New Fathers unaware of their parental leave options

 

New research by Aviva in the UK shows nearly half (46%) of working fathers are unaware they are entitled to take shared parental leave on the arrival of a child.

56% of fathers took less than a month off when their most recent child was born or adopted.

The survey, conducted by Aviva, also shows that one in 10 dads (11%) took no time off whatsoever when their most recent child arrived. Businesses are therefore being urged to do more to make sure their male staff know their rights, to enable them to spend precious time with their newborn or adopted children.

Crucially, the survey of UK parents with dependent children found that 86% of fathers would have taken more time off at the arrival of their children, but felt restricted by financial factors and employer constraints.

Nine out of 10 parents questioned (93%) felt that employers should give both mums and dads equal parental leave when a new child arrives.

But the majority of fathers (56%) took less than a month off work when their most recent child was born or adopted: the time taken by this group was typically 12 days. By comparison, mums took more than a year off work on average.

The survey revealed that

 

Sarah Morris, Chief People Officer at Aviva said: “Working and looking after children means a constant juggling act and it’s clear that many fathers feel overlooked and under-supported by their employer in this respect. Progress is being made, but our research suggests there’s still a way to go.

“Family-friendly working policies can offer huge benefits to employers and workers alike, whether this means extended parental leave, flexible working, or options for job shares. We hope to see more employers introducing inclusive policies for both men and women, to help working parents strike a balance and get the most out of their lives, inside and outside work.”

The Aviva research also found:

  • 52% of parents believed there should be more support from the government for equal parental leave, while 69% wanted greater assistance for flexible working.
  • When respondents were asked to rank the most important factors when looking for a role, flexible working came second only to salary.
  • The poll found an interest amongst parents for job-sharing options, although only 4% of dads questioned were doing a job-share, compared to 9% of mums.
  • A further 48% of parents said they would consider a job share, but of these, almost two thirds said their employer did not offer them.
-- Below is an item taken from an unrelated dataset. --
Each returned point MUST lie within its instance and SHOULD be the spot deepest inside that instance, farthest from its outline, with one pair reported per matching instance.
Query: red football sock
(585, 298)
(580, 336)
Aviva has been practicing what it preaches by having one of the broadest Paternity benefits for their UK staff where they offer men and women equal parental leave with no requirement to share the parental leave between parents.

 

You can read more about Aviva’s own stance on Paternity here.

 

Notes:

*Survey carried out by Censuswide Research 18-30 May 2018, polling 1,000 fathers and 1,000 mothers with children aged 16 and under, across the UK.

**Parental Leave:

Under the Government’s Shared Parental Leave regulation, parents can share up to 50 weeks of leave and up to 37 weeks of pay.

Aviva’s equal parental leave policy entitles male and female employees to 26 weeks each on full basic pay on the arrival of a child. Parents are entitled to 52 weeks of leave of which 26 weeks is paid. On their return, parents will receive support to enable them to adapt back into work and any requests for flexible working will be considered.